Bishara Isaac, Chen Jinfeng, Griffiths Jason I, Bild Andrea H, Nath Aritro
Department of Medical Oncology and Therapeutics, City of Hope Comprehensive Cancer Center, Duarte, CA, United States.
Irell & Manella Graduate School of Biological Science, City of Hope Comprehensive Cancer Center, Duarte, CA, United States.
Front Genet. 2022 Nov 25;13:982019. doi: 10.3389/fgene.2022.982019. eCollection 2022.

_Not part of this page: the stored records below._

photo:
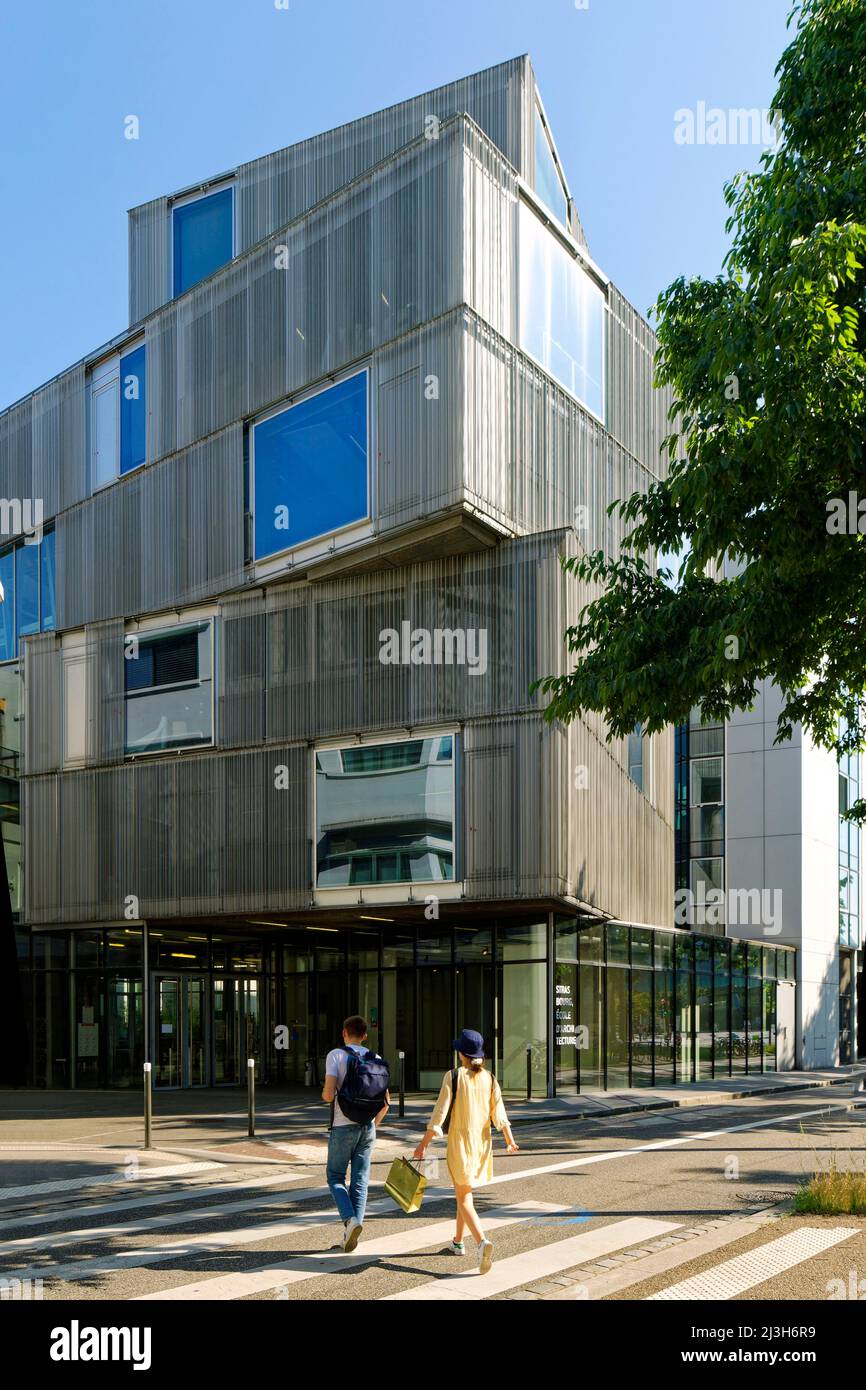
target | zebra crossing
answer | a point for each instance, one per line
(205, 1232)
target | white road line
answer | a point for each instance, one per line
(328, 1262)
(93, 1235)
(777, 1122)
(540, 1262)
(744, 1272)
(145, 1172)
(181, 1194)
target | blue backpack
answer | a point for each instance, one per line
(364, 1086)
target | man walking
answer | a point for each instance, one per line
(356, 1087)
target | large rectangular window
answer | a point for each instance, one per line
(562, 313)
(310, 467)
(203, 238)
(118, 416)
(381, 819)
(134, 414)
(27, 592)
(168, 683)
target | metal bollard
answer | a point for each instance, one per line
(148, 1102)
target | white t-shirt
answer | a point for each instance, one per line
(335, 1065)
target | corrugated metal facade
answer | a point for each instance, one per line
(281, 186)
(412, 271)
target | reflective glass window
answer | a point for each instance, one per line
(562, 313)
(134, 409)
(203, 238)
(392, 823)
(310, 467)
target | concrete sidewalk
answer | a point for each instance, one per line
(291, 1122)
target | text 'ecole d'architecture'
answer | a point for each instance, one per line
(270, 749)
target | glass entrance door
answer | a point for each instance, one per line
(180, 1030)
(237, 1029)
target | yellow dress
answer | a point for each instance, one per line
(470, 1146)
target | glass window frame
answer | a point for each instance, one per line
(186, 200)
(337, 747)
(106, 375)
(149, 691)
(533, 206)
(10, 552)
(299, 399)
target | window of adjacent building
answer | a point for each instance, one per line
(310, 467)
(385, 812)
(548, 180)
(850, 847)
(203, 236)
(118, 416)
(562, 313)
(27, 592)
(168, 690)
(635, 756)
(706, 774)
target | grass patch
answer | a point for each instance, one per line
(833, 1193)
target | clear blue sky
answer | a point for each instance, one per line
(216, 82)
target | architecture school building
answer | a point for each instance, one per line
(271, 751)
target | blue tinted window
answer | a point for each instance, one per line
(562, 313)
(202, 238)
(27, 590)
(548, 184)
(310, 466)
(49, 612)
(134, 409)
(7, 606)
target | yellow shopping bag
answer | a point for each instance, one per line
(406, 1184)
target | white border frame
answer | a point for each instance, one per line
(401, 891)
(146, 634)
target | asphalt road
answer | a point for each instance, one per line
(117, 1229)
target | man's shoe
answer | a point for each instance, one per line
(352, 1235)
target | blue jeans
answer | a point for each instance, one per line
(350, 1146)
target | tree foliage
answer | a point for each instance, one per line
(768, 371)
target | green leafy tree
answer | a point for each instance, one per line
(768, 371)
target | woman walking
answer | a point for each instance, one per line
(470, 1100)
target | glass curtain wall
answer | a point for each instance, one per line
(580, 1005)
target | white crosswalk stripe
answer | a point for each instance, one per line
(79, 1236)
(540, 1264)
(327, 1262)
(152, 1173)
(189, 1193)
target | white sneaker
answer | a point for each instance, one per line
(352, 1235)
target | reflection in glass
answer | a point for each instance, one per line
(562, 313)
(385, 823)
(548, 184)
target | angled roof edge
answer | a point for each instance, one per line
(346, 125)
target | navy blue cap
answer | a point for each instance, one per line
(469, 1043)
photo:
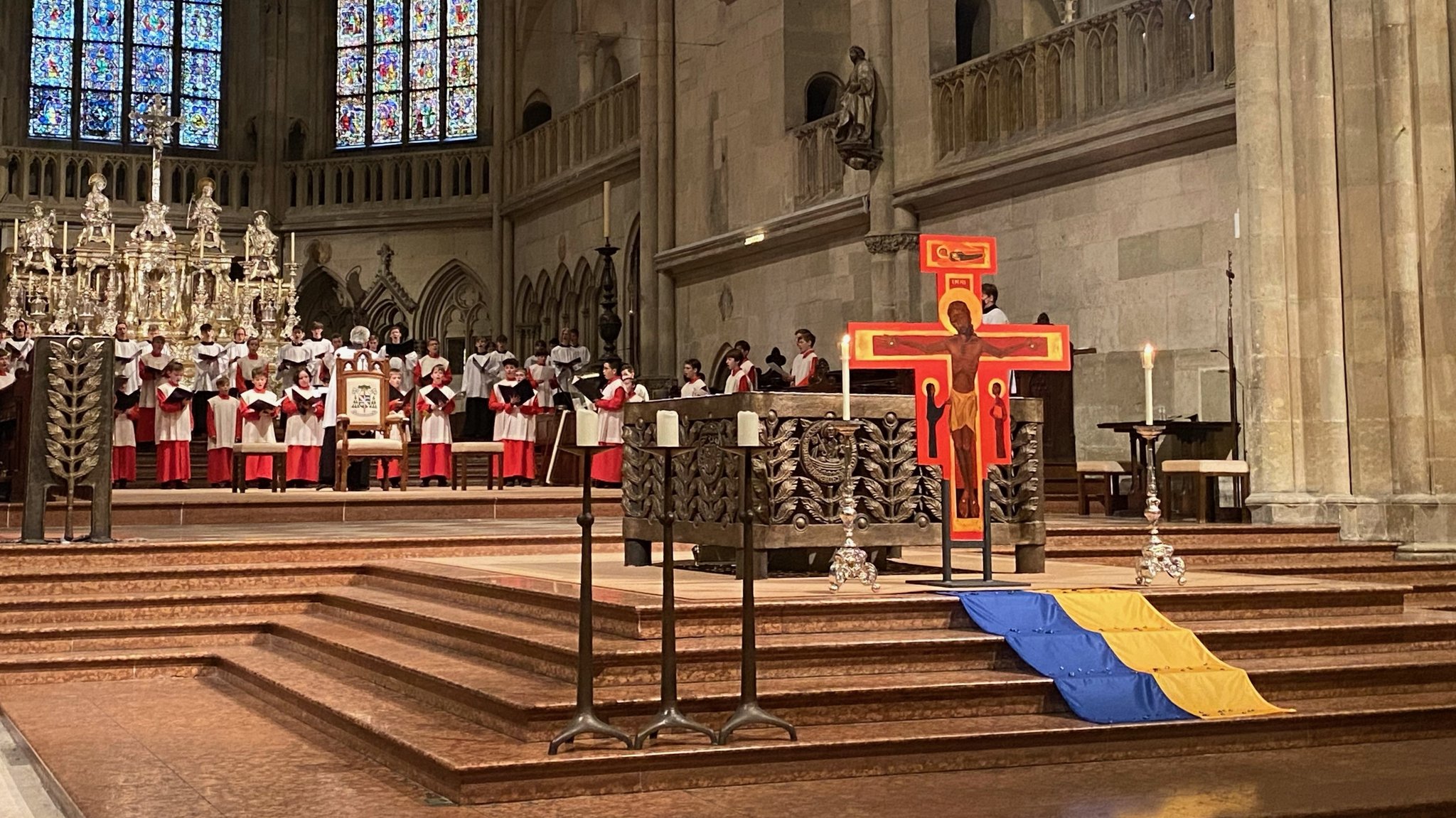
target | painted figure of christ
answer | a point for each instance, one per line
(965, 350)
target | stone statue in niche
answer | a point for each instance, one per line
(855, 123)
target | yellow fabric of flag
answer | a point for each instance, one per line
(1146, 641)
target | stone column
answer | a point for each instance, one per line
(648, 195)
(1401, 247)
(1270, 401)
(586, 65)
(665, 183)
(1320, 308)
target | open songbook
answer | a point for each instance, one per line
(261, 401)
(437, 395)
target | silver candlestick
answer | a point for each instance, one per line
(1158, 556)
(851, 561)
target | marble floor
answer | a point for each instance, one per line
(218, 753)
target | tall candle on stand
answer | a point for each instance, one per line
(668, 429)
(606, 208)
(747, 429)
(1147, 383)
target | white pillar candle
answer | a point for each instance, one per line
(1147, 383)
(606, 208)
(587, 427)
(747, 429)
(668, 429)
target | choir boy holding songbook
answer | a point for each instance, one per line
(516, 407)
(150, 367)
(173, 429)
(434, 405)
(304, 433)
(223, 427)
(259, 408)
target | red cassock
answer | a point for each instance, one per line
(434, 436)
(173, 436)
(606, 465)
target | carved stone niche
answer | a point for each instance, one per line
(798, 480)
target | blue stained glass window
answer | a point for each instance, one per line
(387, 127)
(198, 123)
(154, 22)
(201, 73)
(79, 68)
(434, 43)
(101, 66)
(51, 112)
(203, 26)
(51, 63)
(101, 115)
(53, 18)
(104, 21)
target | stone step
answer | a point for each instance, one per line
(175, 578)
(150, 606)
(472, 765)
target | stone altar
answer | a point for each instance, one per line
(798, 480)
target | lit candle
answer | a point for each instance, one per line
(747, 429)
(665, 429)
(586, 427)
(1147, 383)
(606, 208)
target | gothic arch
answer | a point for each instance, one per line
(453, 309)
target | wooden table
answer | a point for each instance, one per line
(1192, 433)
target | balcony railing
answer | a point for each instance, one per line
(817, 163)
(594, 129)
(375, 181)
(60, 178)
(1129, 57)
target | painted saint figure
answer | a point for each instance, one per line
(965, 350)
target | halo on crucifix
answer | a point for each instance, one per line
(961, 373)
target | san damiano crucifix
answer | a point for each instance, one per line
(961, 370)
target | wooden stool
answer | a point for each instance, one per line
(461, 451)
(1206, 475)
(279, 455)
(1110, 472)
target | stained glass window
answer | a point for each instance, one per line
(97, 62)
(407, 72)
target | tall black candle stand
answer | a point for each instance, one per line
(670, 715)
(749, 711)
(586, 721)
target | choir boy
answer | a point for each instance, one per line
(803, 370)
(542, 376)
(482, 370)
(223, 429)
(304, 431)
(426, 366)
(436, 404)
(637, 393)
(150, 367)
(516, 407)
(293, 357)
(693, 383)
(259, 408)
(398, 405)
(173, 429)
(739, 377)
(210, 365)
(124, 438)
(247, 366)
(606, 465)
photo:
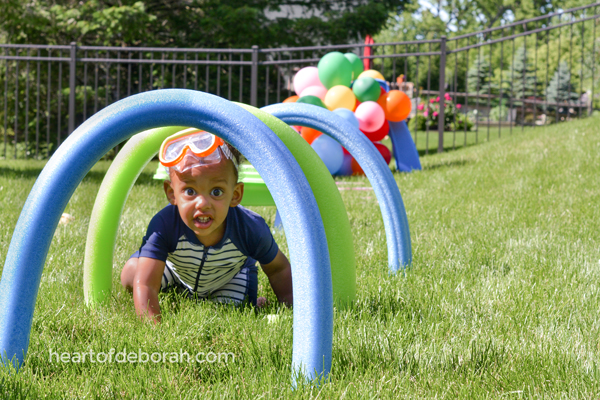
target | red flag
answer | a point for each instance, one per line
(368, 51)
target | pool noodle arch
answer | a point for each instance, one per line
(313, 312)
(405, 151)
(378, 173)
(141, 148)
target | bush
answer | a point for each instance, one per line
(429, 116)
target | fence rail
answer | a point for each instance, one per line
(521, 73)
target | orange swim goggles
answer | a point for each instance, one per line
(193, 147)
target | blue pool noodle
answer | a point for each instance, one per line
(311, 271)
(405, 151)
(370, 160)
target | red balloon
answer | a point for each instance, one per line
(379, 134)
(356, 169)
(384, 151)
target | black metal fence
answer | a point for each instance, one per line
(491, 80)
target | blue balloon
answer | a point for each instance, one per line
(347, 115)
(330, 151)
(346, 168)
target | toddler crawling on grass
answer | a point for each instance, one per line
(204, 243)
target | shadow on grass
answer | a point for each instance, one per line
(449, 147)
(444, 164)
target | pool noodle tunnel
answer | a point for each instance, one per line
(141, 148)
(375, 168)
(309, 256)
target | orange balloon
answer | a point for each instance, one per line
(291, 99)
(309, 134)
(382, 101)
(356, 169)
(340, 97)
(397, 106)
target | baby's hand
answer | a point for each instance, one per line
(261, 302)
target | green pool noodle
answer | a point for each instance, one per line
(108, 207)
(331, 206)
(130, 162)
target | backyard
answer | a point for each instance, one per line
(502, 298)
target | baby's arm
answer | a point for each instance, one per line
(279, 273)
(146, 285)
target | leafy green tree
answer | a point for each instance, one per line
(478, 77)
(559, 88)
(523, 76)
(193, 23)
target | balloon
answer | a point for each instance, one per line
(397, 107)
(357, 65)
(356, 169)
(380, 133)
(383, 84)
(335, 69)
(291, 99)
(330, 152)
(385, 152)
(307, 76)
(382, 101)
(340, 97)
(347, 115)
(346, 168)
(309, 134)
(372, 73)
(318, 91)
(366, 89)
(314, 100)
(370, 116)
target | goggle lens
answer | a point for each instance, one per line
(192, 147)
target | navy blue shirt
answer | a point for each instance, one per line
(204, 269)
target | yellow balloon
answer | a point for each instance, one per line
(340, 97)
(372, 73)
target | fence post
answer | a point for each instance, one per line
(72, 83)
(441, 116)
(254, 77)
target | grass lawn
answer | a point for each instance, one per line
(502, 300)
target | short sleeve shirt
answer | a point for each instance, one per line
(204, 269)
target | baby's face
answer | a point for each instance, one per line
(203, 196)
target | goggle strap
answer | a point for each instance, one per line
(225, 149)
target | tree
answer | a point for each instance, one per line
(478, 78)
(193, 23)
(523, 76)
(559, 88)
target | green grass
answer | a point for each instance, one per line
(502, 299)
(427, 141)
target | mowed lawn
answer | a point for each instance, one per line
(502, 299)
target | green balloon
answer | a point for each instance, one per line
(335, 69)
(314, 100)
(366, 89)
(357, 65)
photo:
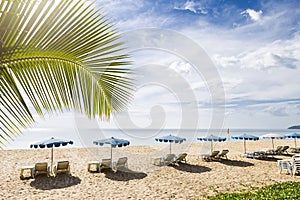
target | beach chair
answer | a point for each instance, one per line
(295, 165)
(93, 166)
(168, 160)
(122, 162)
(105, 164)
(181, 158)
(209, 157)
(256, 154)
(283, 149)
(278, 150)
(41, 168)
(62, 167)
(222, 154)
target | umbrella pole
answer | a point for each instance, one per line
(51, 158)
(111, 153)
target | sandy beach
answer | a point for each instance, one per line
(142, 180)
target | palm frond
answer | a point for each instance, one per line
(58, 54)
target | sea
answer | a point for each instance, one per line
(84, 137)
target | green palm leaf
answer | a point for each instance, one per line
(55, 55)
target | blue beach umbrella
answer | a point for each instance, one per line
(211, 139)
(170, 139)
(245, 137)
(294, 136)
(50, 143)
(113, 142)
(272, 136)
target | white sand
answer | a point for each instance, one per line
(143, 180)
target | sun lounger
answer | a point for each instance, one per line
(41, 168)
(284, 149)
(209, 157)
(168, 160)
(257, 155)
(93, 166)
(62, 167)
(181, 158)
(295, 164)
(122, 162)
(294, 150)
(222, 154)
(105, 164)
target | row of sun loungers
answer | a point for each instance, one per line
(44, 168)
(290, 165)
(215, 155)
(98, 166)
(170, 159)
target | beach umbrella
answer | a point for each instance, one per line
(245, 137)
(50, 143)
(272, 136)
(170, 139)
(212, 138)
(294, 136)
(113, 142)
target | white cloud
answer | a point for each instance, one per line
(254, 15)
(278, 54)
(192, 6)
(181, 67)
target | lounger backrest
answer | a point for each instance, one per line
(62, 165)
(182, 156)
(284, 148)
(223, 152)
(170, 157)
(41, 166)
(214, 153)
(122, 161)
(278, 148)
(106, 162)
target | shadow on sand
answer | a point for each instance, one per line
(191, 168)
(237, 163)
(43, 182)
(124, 175)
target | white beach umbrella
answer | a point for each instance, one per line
(50, 143)
(272, 136)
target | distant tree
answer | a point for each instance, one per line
(57, 55)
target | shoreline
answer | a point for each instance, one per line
(143, 180)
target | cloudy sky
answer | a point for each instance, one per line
(205, 64)
(254, 47)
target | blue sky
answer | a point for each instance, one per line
(254, 49)
(254, 45)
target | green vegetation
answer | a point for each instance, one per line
(285, 190)
(57, 55)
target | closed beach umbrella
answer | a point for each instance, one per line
(294, 136)
(245, 137)
(113, 142)
(50, 143)
(170, 139)
(211, 139)
(272, 136)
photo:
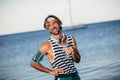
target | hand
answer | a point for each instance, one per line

Recent advances in single cell RNA sequencing (scRNA-seq) technologies have been invaluable in the study of the diversity of cancer cells and the tumor microenvironment. While scRNA-seq platforms allow processing of a high number of cells, uneven read quality and technical artifacts hinder the ability to identify and classify biologically relevant cells into correct subtypes. This obstructs the analysis of cancer and normal cell diversity, while rare and low expression cell populations may be lost by setting arbitrary high cutoffs for UMIs when filtering out low quality cells. To address these issues, we have developed a novel machine-learning framework that: 1. Trains cell lineage and subtype classifier using a gold standard dataset validated using marker genes 2. Systematically assess the lowest UMI threshold that can be used in a given dataset to accurately classify cells 3. Assign accurate cell lineage and subtype labels to the lower read depth cells recovered by setting the optimal threshold. We demonstrate the application of this framework in a well-curated scRNA-seq dataset of breast cancer patients and two external datasets. We show that the minimum UMI threshold for the breast cancer dataset could be lowered from the original 1500 to 450, thereby increasing the total number of recovered cells by 49%, while achieving a classification accuracy of >0.9. Our framework provides a roadmap for future scRNA-seq studies to determine optimal UMI threshold and accurately classify cells for downstream analyses.
单细胞RNA测序(scRNA-seq)技术的最新进展在癌细胞多样性和肿瘤微环境的研究中具有重要价值。虽然scRNA-seq平台能够处理大量细胞,但读数质量不均和技术假象阻碍了将生物学相关细胞识别并分类为正确亚型的能力。这妨碍了对癌症和正常细胞多样性的分析,同时在过滤低质量细胞时,通过设置任意高的UMI截止值,稀有和低表达细胞群体可能会丢失。为了解决这些问题,我们开发了一种新颖的机器学习框架,该框架:1. 使用经标记基因验证的金标准数据集训练细胞谱系和亚型分类器;2. 系统评估给定数据集中可用于准确分类细胞的最低UMI阈值;3. 通过设置最佳阈值为恢复的低读数深度细胞分配准确的细胞谱系和亚型标签。我们在精心整理的乳腺癌患者scRNA-seq数据集和两个外部数据集中展示了该框架的应用。我们表明,乳腺癌数据集的最低UMI阈值可以从原来的1500降至450,从而使恢复的细胞总数增加49%,同时实现>0.9的分类准确率。我们的框架为未来的scRNA-seq研究提供了路线图,以确定最佳UMI阈值并为下游分析准确分类细胞。